Metadata-Version: 2.4
Name: tracebloc
Version: 0.8.0
Summary: Build AI with anyone. On data that can't move. SDK for the tracebloc collaborative AI workspace.
Author-email: tracebloc <lukas@tracebloc.io>
License-Expression: MIT
Project-URL: Homepage, https://github.com/tracebloc/tracebloc-py-package
Requires-Python: <3.13,>=3.9
Description-Content-Type: text/markdown
License-File: license.txt
Requires-Dist: dill
Requires-Dist: pandas
Requires-Dist: psutil
Requires-Dist: requests
Requires-Dist: rich
Requires-Dist: termcolor
Requires-Dist: tqdm
Provides-Extra: tensorflow
Requires-Dist: tensorflow<3,>=2.10; extra == "tensorflow"
Requires-Dist: tensorflow-datasets>=4.8; extra == "tensorflow"
Requires-Dist: silence-tensorflow>=1.2; extra == "tensorflow"
Provides-Extra: pytorch
Requires-Dist: numpy; extra == "pytorch"
Requires-Dist: Pillow; extra == "pytorch"
Requires-Dist: torch>=2.0; extra == "pytorch"
Requires-Dist: torchvision>=0.15; extra == "pytorch"
Requires-Dist: torchmetrics>=1.0; extra == "pytorch"
Requires-Dist: timm>=0.9; extra == "pytorch"
Provides-Extra: sklearn
Requires-Dist: numpy; extra == "sklearn"
Requires-Dist: scikit-learn>=1.2; extra == "sklearn"
Provides-Extra: huggingface
Requires-Dist: transformers>=4.30; extra == "huggingface"
Requires-Dist: peft>=0.5; extra == "huggingface"
Provides-Extra: boosting
Requires-Dist: catboost>=1.2; extra == "boosting"
Requires-Dist: lightgbm>=4.0; extra == "boosting"
Requires-Dist: xgboost>=1.7; extra == "boosting"
Provides-Extra: survival
Requires-Dist: lifelines>=0.27; extra == "survival"
Requires-Dist: scikit-survival>=0.22; extra == "survival"
Provides-Extra: all
Requires-Dist: tracebloc[boosting,huggingface,pytorch,sklearn,survival,tensorflow]; extra == "all"
Provides-Extra: dev
Requires-Dist: pytest>=7.0; extra == "dev"
Requires-Dist: pytest-cov>=4.0; extra == "dev"
Requires-Dist: mypy>=1.5; extra == "dev"
Requires-Dist: ruff>=0.1; extra == "dev"
Dynamic: license-file

# tracebloc

**Build AI with anyone. On data that can't move.**

tracebloc is a collaborative AI workspace you deploy on your own infrastructure.
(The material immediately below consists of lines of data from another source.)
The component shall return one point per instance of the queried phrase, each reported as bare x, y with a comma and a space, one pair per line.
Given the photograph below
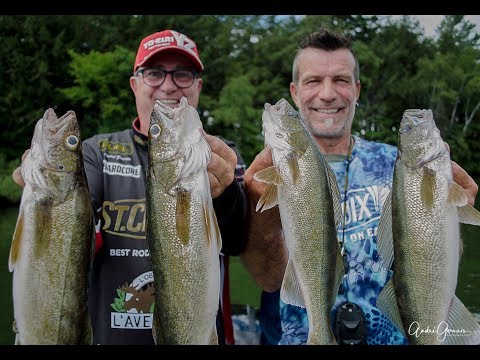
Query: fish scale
52, 245
424, 240
181, 228
305, 189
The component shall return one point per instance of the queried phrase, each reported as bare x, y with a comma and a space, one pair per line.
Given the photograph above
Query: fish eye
155, 131
405, 129
72, 142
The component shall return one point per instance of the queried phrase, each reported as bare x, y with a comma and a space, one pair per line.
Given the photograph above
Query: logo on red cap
170, 40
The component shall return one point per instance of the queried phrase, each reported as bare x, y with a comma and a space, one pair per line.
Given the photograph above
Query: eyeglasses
156, 77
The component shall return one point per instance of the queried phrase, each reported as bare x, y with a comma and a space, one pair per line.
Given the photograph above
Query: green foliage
10, 192
101, 89
83, 63
237, 119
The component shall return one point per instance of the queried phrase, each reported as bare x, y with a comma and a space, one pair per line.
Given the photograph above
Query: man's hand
221, 168
461, 177
17, 173
265, 256
254, 188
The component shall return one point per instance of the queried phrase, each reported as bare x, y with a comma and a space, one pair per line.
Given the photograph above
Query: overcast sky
430, 22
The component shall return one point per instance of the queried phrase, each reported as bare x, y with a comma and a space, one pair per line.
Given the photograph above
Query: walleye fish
424, 239
182, 230
305, 189
52, 244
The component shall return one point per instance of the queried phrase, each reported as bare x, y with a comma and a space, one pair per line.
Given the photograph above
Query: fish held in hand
52, 245
182, 230
304, 187
423, 241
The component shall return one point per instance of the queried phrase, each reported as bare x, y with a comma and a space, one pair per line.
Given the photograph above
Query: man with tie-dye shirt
325, 87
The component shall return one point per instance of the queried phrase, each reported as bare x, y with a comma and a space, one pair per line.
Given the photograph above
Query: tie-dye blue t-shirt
370, 174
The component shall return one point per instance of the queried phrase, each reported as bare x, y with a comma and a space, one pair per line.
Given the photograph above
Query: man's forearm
265, 256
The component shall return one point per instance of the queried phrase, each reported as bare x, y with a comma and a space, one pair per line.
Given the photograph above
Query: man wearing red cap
167, 67
121, 294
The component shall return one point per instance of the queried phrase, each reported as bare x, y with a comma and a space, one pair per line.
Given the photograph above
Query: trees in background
83, 63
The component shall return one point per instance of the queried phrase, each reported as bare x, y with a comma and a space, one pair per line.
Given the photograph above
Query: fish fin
385, 234
460, 319
387, 304
336, 198
468, 215
339, 272
456, 195
182, 216
269, 198
427, 187
213, 231
291, 292
269, 175
292, 163
197, 156
16, 241
214, 336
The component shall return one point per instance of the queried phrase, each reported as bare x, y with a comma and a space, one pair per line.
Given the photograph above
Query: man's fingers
461, 177
261, 161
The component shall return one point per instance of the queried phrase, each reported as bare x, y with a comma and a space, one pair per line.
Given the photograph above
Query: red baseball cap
167, 40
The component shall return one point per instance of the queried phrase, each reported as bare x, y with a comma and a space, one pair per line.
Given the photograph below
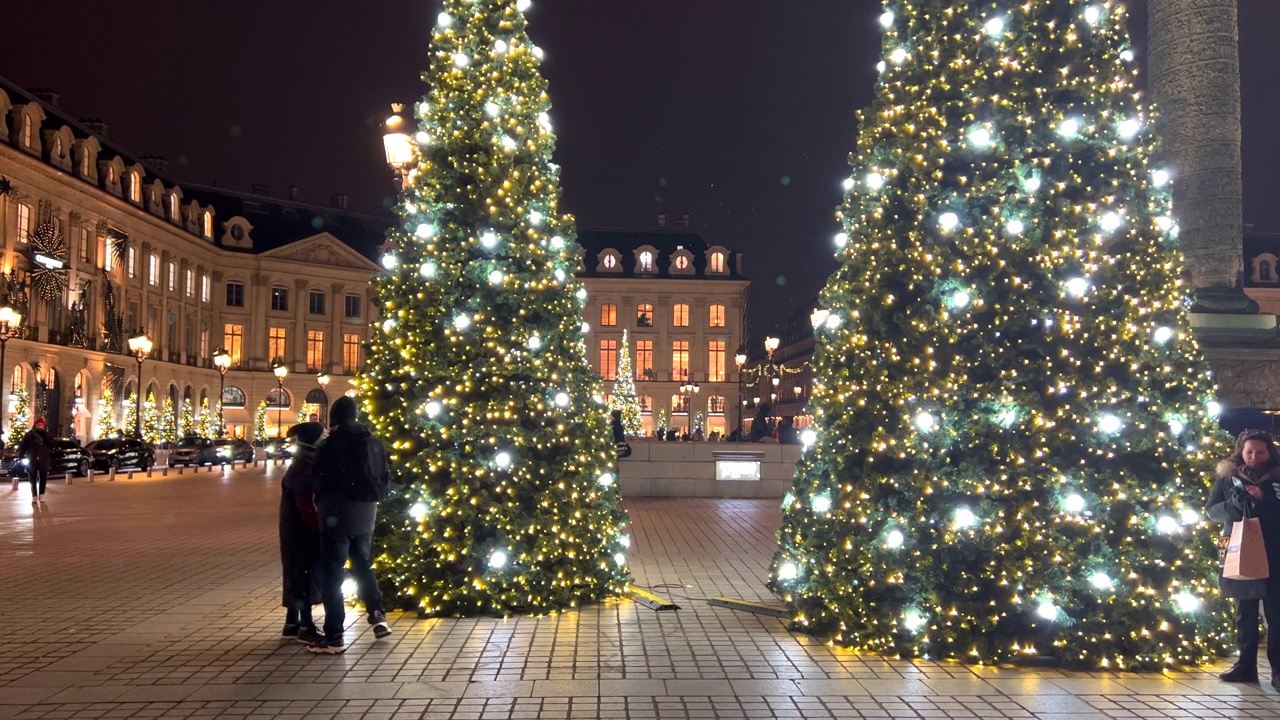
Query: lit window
717, 315
680, 315
609, 359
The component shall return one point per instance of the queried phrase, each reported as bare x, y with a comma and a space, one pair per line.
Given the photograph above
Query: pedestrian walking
300, 536
351, 475
35, 452
1248, 486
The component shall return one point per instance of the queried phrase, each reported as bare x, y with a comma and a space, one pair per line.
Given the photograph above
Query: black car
192, 450
126, 452
233, 450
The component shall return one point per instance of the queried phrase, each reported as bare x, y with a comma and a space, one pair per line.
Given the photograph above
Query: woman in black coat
1248, 483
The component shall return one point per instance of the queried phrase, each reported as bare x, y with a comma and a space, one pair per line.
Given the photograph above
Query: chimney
156, 163
95, 126
45, 95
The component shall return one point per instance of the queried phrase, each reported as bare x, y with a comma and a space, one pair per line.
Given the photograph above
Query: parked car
233, 450
126, 452
192, 450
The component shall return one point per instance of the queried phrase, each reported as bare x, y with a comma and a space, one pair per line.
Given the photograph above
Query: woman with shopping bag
1247, 499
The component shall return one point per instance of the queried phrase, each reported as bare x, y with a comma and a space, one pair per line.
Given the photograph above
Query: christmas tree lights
478, 374
1013, 422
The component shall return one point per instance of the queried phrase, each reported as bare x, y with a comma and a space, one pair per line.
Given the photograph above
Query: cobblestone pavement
159, 598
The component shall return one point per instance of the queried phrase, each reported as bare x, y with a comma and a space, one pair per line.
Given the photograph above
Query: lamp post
689, 391
140, 346
323, 381
280, 370
10, 320
397, 146
223, 361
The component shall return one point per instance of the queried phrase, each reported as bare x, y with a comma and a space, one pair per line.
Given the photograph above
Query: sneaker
328, 647
378, 620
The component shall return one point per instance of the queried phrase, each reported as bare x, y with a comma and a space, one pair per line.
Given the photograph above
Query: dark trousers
336, 548
37, 478
1247, 630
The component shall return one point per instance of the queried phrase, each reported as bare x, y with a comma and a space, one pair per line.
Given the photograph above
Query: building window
609, 359
680, 315
23, 222
716, 361
350, 354
233, 341
234, 295
717, 315
315, 304
315, 351
644, 360
275, 343
680, 360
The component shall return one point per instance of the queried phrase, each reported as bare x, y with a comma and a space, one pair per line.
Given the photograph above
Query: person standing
35, 451
352, 473
1248, 484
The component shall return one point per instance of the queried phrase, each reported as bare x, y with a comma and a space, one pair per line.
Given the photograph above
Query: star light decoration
478, 374
1013, 423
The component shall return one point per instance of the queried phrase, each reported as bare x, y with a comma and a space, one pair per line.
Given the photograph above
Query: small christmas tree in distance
1013, 423
625, 391
478, 378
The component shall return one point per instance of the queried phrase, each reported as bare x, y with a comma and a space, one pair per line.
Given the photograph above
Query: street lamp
323, 379
10, 320
689, 391
280, 370
140, 346
223, 361
396, 144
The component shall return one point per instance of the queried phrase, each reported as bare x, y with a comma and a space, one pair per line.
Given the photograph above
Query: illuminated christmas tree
106, 413
625, 391
1014, 425
478, 378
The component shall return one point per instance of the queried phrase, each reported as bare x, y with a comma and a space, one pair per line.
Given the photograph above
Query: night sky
740, 113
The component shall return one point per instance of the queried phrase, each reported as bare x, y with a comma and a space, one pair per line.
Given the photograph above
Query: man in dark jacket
35, 451
351, 475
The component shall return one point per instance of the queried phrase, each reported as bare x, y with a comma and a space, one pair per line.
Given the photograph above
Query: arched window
278, 397
233, 397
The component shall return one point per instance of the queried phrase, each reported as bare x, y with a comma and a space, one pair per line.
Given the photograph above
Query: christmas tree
106, 414
1014, 425
625, 392
19, 415
129, 414
506, 499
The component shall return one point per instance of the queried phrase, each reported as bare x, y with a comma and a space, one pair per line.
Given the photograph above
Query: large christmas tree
478, 377
625, 391
1014, 423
Invite researchers, partners, vendors, or your own teams to train, fine-tune, and benchmark models on your private data — without the data ever leaving your environment.

## Install

Pick the extra for your ML framework — the default install contains the
core SDK only (~140 MB, ~30 sec) instead of every framework (~8 GB).

```bash
pip install "tracebloc[pytorch]"      # most users
pip install "tracebloc[tensorflow]"   # TensorFlow
pip install "tracebloc[sklearn]"      # scikit-learn only
pip install "tracebloc[boosting]"     # XGBoost / CatBoost / LightGBM
pip install "tracebloc[survival]"     # lifelines / scikit-survival
pip install "tracebloc[all]"          # everything
```

Upgrading from `tracebloc_package`? See [MIGRATION.md](MIGRATION.md).

## Quick Start

```python
from tracebloc import User

# 1. Log in to your workspace
user = User()
user.login()

# 2. Upload your model to a use case
user.upload_model(model_name="my_model")

# 3. Link your model to the dataset — returns a training-plan facade
training_plan = user.link_model_dataset(dataset_id="<your-dataset-id>")

# 4. Start training
training_plan.start()
```

For a full walkthrough, open the [Quickstart Notebook on Google Colab](https://colab.research.google.com/github/tracebloc/start-training/blob/main/notebooks/traceblocTrainingGuide.ipynb).

## Supported Frameworks


| Framework           | Use Cases                                                                                                                                       |
| ------------------- | ----------------------------------------------------------------------------------------------------------------------------------------------- |
| **PyTorch**         | Image classification, object detection, semantic segmentation, tabular, text classification, time series, keypoint detection, survival analysis |
| **TensorFlow**      | Image classification, tabular classification                                                                                                    |
| **scikit-learn**    | Tabular classification, tabular regression                                                                                                      |
| **XGBoost**         | Tabular classification, tabular regression                                                                                                      |
| **CatBoost**        | Tabular classification, tabular regression                                                                                                      |
| **LightGBM**        | Tabular classification, tabular regression                                                                                                      |
| **lifelines**       | Survival analysis (time-to-event)                                                                                                               |
| **scikit-survival** | Survival analysis (time-to-event)                                                                                                               |


## How It Works

1. **Deploy** a tracebloc workspace on any machine or Kubernetes cluster
2. **Define** a use case — select datasets, set evaluation metrics
3. **Invite** anyone — researchers, partners, your own teams across locations
4. **Build** — contributors train models inside your environment using this SDK
5. **Compare** — every submission benchmarked under identical conditions on one leaderboard

## Local development setup

To work on the `tracebloc` SDK and test changes with the **"start-training"** Jupyter Notebook (also running locally), clone the [start-training repository](https://github.com/tracebloc/start-training) and set up a virtual environment using a Python version compatible with TensorFlow (ideally 3.11 or 3.12).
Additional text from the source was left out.